Imagine we have a population of organisms that starts off very small, with only a handful of individuals. As that population grows, the frequencies of different alleles in that population might change because of randomness in reproduction. For example, if we have two bacteria in our population, then just by chance one of them will happen to divide before the other one does. Let’s try to model this with bacteria in mind–so, haploids that reproduce by asexual, binary fission. We start with two individuals in our population–one with genotype A and one with genotype B. We can model growth by doing the following algorithm:

  1. Pick an individual at random (we want to pick each individual with an equal chance because we are modeling how pure randomness affects allele frequencies).
  2. Make a new individual that is identical to this parent and add it to the population.
  3. Go back to step 1.

To execute this algorithm, we need a way to do these steps repeatedly and to store the results. We’ll use c() with a vector to store the information about the population, and a for loop to do the steps repeatedly.

So far, all of our “programs” have fit on a single line of text. Generally, though, we want to write programs that contain many steps, and some of those steps might be easier to read if we spread them across multiple lines. Command-N will open a new window in R which is really just a simple text editor. We can then write a script–a bunch of lines forming a program–in this window, and save that script to use later. Open a new window and type the following. Then, select all that text and press command-return.

for(i in 1:10)
{
   print(i)
}

[1] 1
[1] 2
[1] 3
[1] 4
[1] 5
[1] 6
[1] 7
[1] 8
[1] 9
[1] 10

A for loop runs through the code within the squiggly brackets {} for a set number of times. Each time through the loop, the variable “i” takes on the next value in the sequence 1:10. We’ll play with these elements more in later lessons, but right now the for loop lets us do something repeatedly.

We need one more element to simulate our model, which is a way to randomly pick who will reproduce in each step. We can do that with the (very powerful) function sample().

sample(1:10, 1)
[1] 6
sample(1:10, 1)
[1] 8
sample(1:10, 1)
[1] 9

The first argument to sample() gives it a vector to pick from, and the second argument tells it how many things you want it to pick. Each time you run it you’ll get a random result, so it won’t look the same for you as the examples above.
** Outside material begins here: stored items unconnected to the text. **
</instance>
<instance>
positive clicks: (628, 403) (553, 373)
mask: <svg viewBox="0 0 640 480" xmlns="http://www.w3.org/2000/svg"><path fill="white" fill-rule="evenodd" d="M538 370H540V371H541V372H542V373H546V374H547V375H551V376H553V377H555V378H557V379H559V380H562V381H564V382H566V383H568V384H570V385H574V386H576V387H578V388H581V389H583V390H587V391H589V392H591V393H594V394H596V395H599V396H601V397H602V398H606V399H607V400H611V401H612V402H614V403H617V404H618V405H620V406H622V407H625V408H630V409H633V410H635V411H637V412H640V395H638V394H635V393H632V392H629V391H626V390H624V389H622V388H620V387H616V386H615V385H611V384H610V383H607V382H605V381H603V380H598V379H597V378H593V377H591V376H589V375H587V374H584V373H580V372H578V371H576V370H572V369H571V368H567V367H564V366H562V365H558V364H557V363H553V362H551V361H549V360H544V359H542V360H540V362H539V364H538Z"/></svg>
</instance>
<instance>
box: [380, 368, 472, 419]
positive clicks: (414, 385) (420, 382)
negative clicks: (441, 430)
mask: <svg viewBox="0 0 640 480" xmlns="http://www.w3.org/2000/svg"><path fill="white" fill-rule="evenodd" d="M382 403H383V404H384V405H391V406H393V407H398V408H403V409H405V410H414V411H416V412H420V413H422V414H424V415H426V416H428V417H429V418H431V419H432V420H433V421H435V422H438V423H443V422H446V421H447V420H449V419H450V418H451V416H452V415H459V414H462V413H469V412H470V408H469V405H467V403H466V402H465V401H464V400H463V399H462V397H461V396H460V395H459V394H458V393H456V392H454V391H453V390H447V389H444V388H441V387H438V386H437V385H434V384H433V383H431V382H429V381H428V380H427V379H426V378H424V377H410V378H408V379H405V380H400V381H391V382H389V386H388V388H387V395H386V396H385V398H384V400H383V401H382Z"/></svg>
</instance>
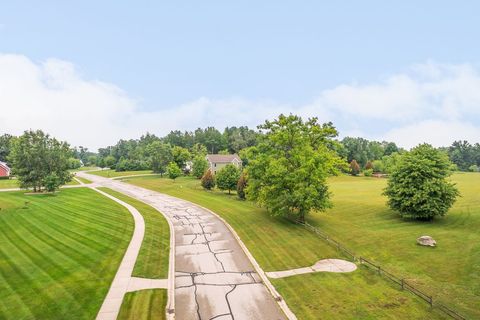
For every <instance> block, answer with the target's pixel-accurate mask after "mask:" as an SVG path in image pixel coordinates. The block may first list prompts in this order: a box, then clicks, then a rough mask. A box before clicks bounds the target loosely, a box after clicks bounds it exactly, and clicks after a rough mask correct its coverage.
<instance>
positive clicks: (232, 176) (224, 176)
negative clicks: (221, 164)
mask: <svg viewBox="0 0 480 320" xmlns="http://www.w3.org/2000/svg"><path fill="white" fill-rule="evenodd" d="M215 178H216V179H217V187H218V188H219V189H220V190H228V194H230V192H231V191H232V190H235V189H236V188H237V183H238V179H239V178H240V170H239V169H238V168H237V167H236V166H235V165H233V164H227V165H226V166H225V167H223V168H222V169H220V170H219V171H218V172H217V174H216V176H215Z"/></svg>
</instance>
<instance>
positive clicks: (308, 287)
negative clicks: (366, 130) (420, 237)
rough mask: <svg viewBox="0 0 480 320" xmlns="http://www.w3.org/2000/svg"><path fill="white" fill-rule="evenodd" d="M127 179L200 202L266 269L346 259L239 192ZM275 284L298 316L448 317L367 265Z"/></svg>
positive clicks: (163, 192)
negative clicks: (217, 190)
mask: <svg viewBox="0 0 480 320" xmlns="http://www.w3.org/2000/svg"><path fill="white" fill-rule="evenodd" d="M346 179H354V178H348V177H347V178H346ZM124 181H128V182H130V183H132V184H135V185H139V186H142V187H145V188H149V189H152V190H156V191H159V192H163V193H166V194H170V195H172V196H176V197H179V198H183V199H186V200H189V201H192V202H195V203H198V204H200V205H202V206H205V207H207V208H209V209H211V210H213V211H215V212H216V213H218V214H220V215H221V216H222V217H224V218H225V219H226V220H227V221H228V223H229V224H230V225H231V226H232V227H233V228H234V229H235V230H236V231H237V233H238V234H239V235H240V237H241V238H242V240H243V241H244V242H245V244H246V245H247V247H248V248H249V250H250V251H251V252H252V254H253V255H254V257H255V258H256V260H257V261H258V262H259V263H260V265H261V266H262V268H263V269H264V270H266V271H274V270H284V269H290V268H297V267H303V266H309V265H312V264H313V263H315V262H316V261H318V260H320V259H324V258H343V256H342V255H341V254H340V253H338V252H336V251H335V250H334V249H333V248H332V247H330V246H328V245H327V244H326V243H325V242H324V241H323V240H321V239H319V238H317V237H316V236H315V235H314V234H312V233H310V232H308V231H306V230H305V229H303V228H302V227H300V226H296V225H293V224H291V223H290V222H287V221H285V220H283V219H278V218H272V217H270V216H269V215H268V214H267V213H266V212H265V210H264V209H261V208H258V207H257V206H255V205H254V204H252V203H251V202H248V201H240V200H237V199H236V197H235V196H234V195H232V196H228V195H227V194H225V193H223V192H219V191H213V192H207V191H204V190H203V189H202V188H201V187H200V185H199V181H198V180H195V179H192V178H179V179H177V181H176V182H173V181H171V180H169V179H161V178H159V177H152V176H150V177H137V178H126V179H124ZM352 182H354V181H353V180H352ZM335 183H336V182H335V180H332V184H335ZM352 186H353V187H354V186H355V185H354V184H352ZM332 189H334V187H332ZM353 227H354V226H352V228H353ZM379 242H381V240H379ZM376 246H378V244H377V245H376ZM391 254H394V252H392V253H391ZM412 264H413V262H412ZM272 282H273V284H274V285H275V286H276V287H277V288H278V290H279V291H280V293H281V294H282V295H283V296H284V297H285V298H286V301H287V303H288V304H289V306H290V308H292V310H293V311H294V312H295V313H296V315H297V316H298V318H299V319H319V318H322V319H352V318H355V319H391V318H397V319H407V318H408V319H438V318H443V316H442V315H440V314H438V313H437V312H436V311H435V310H433V311H432V310H431V309H430V307H429V306H428V305H427V304H426V303H424V302H423V301H420V300H419V299H418V298H415V297H414V296H413V295H411V294H409V293H407V292H403V291H401V290H399V289H398V288H397V287H396V286H394V285H392V284H390V283H389V282H387V281H385V280H384V279H382V278H381V277H379V276H377V275H376V274H375V273H373V272H371V271H370V270H367V269H365V268H364V267H361V268H360V269H358V271H355V272H354V273H351V274H341V275H340V274H327V273H317V274H313V275H303V276H295V277H290V278H285V279H278V280H274V281H272Z"/></svg>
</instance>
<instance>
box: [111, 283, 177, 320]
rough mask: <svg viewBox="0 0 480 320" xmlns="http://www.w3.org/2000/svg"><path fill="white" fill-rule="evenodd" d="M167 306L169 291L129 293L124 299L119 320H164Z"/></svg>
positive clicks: (134, 292) (143, 290) (133, 292)
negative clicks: (165, 311)
mask: <svg viewBox="0 0 480 320" xmlns="http://www.w3.org/2000/svg"><path fill="white" fill-rule="evenodd" d="M166 305H167V290H165V289H155V290H140V291H136V292H129V293H127V294H126V295H125V298H124V299H123V304H122V308H121V309H120V313H119V315H118V317H117V320H153V319H155V320H163V319H166V317H165V307H166Z"/></svg>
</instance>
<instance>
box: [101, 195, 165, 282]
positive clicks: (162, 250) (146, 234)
mask: <svg viewBox="0 0 480 320" xmlns="http://www.w3.org/2000/svg"><path fill="white" fill-rule="evenodd" d="M99 189H100V190H102V191H104V192H106V193H108V194H110V195H112V196H114V197H115V198H118V199H120V200H122V201H124V202H126V203H128V204H130V205H132V206H134V207H135V208H136V209H137V210H138V211H139V212H140V213H141V215H142V216H143V219H144V220H145V236H144V238H143V242H142V247H141V248H140V253H139V255H138V258H137V262H136V263H135V268H134V269H133V276H134V277H142V278H155V279H164V278H167V277H168V259H169V251H170V229H169V227H168V222H167V220H165V218H164V217H163V215H162V214H161V213H160V212H158V211H157V210H156V209H154V208H153V207H151V206H149V205H147V204H145V203H143V202H141V201H138V200H135V199H133V198H130V197H128V196H125V195H123V194H121V193H119V192H116V191H113V190H111V189H108V188H99Z"/></svg>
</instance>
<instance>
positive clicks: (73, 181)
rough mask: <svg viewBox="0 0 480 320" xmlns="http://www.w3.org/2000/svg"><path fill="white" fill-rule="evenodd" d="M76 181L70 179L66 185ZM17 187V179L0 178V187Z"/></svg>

Let’s put these elements together to simulate our model of growth. We’ll use the number 0 to represent bacteria with genotype A and 1 to represent genotype B. Then we can set up our initial population and let it grow until there are a hundred individuals. We’ll then use mean() to see the frequency of the B allele.

pop = c(0, 1)
for(i in 1:98)
{
   pop = c(pop, sample(pop, 1))
}
pop
[1] 0 1 1 1 1 1 1 1 0 1 1 1 1 0 0 1 1 1 1 1 1 1 1 1 0 1 0 0 1 1 0 0 1 0 1 1 1 1 1
[40] 0 1 1 1 1 1 0 1 1 1 0 1 1 0 1 1 0 1 1 0 1 1 0 0 0 1 1 1 1 1 0 1 0 0 0 1 1 1 1
[79] 0 0 1 1 1 0 1 1 1 1 1 0 1 0 1 1 1 1 1 1 1 0
mean(pop)
[1] 0.71

This is going to come out pretty differently each time you run it, so your results won’t look the same as mine. In the next lesson we’ll work on visualizing repeated trials of this whole experiment. In the meantime, try the exercise below to get an understanding of what each part of this simple script is doing.


Exercise

Change the script above to add a 0 or 1 with an equal chance at each time step, regardless of the contents of the population. Run repeated trials with both versions–how do the results differ?


 

Footnotes:

  1. Variables have additional properties besides a name, but these are often specified implicitly. For example, our variable storing the sequence from 1 to 10 has a length of 10 and stores integers specifically. These characteristics were set when we assigned a vector of ten integers to the variable. You can use the functions length() to see how big a vector is and class() to see what type of variables it can hold.
  2. Some style guides and other sources recommend the slightly different assignment operator “<-“. There are arguments in favor of both which I won’t repeat here; what I do recommend is that you strive for consistency in your own code.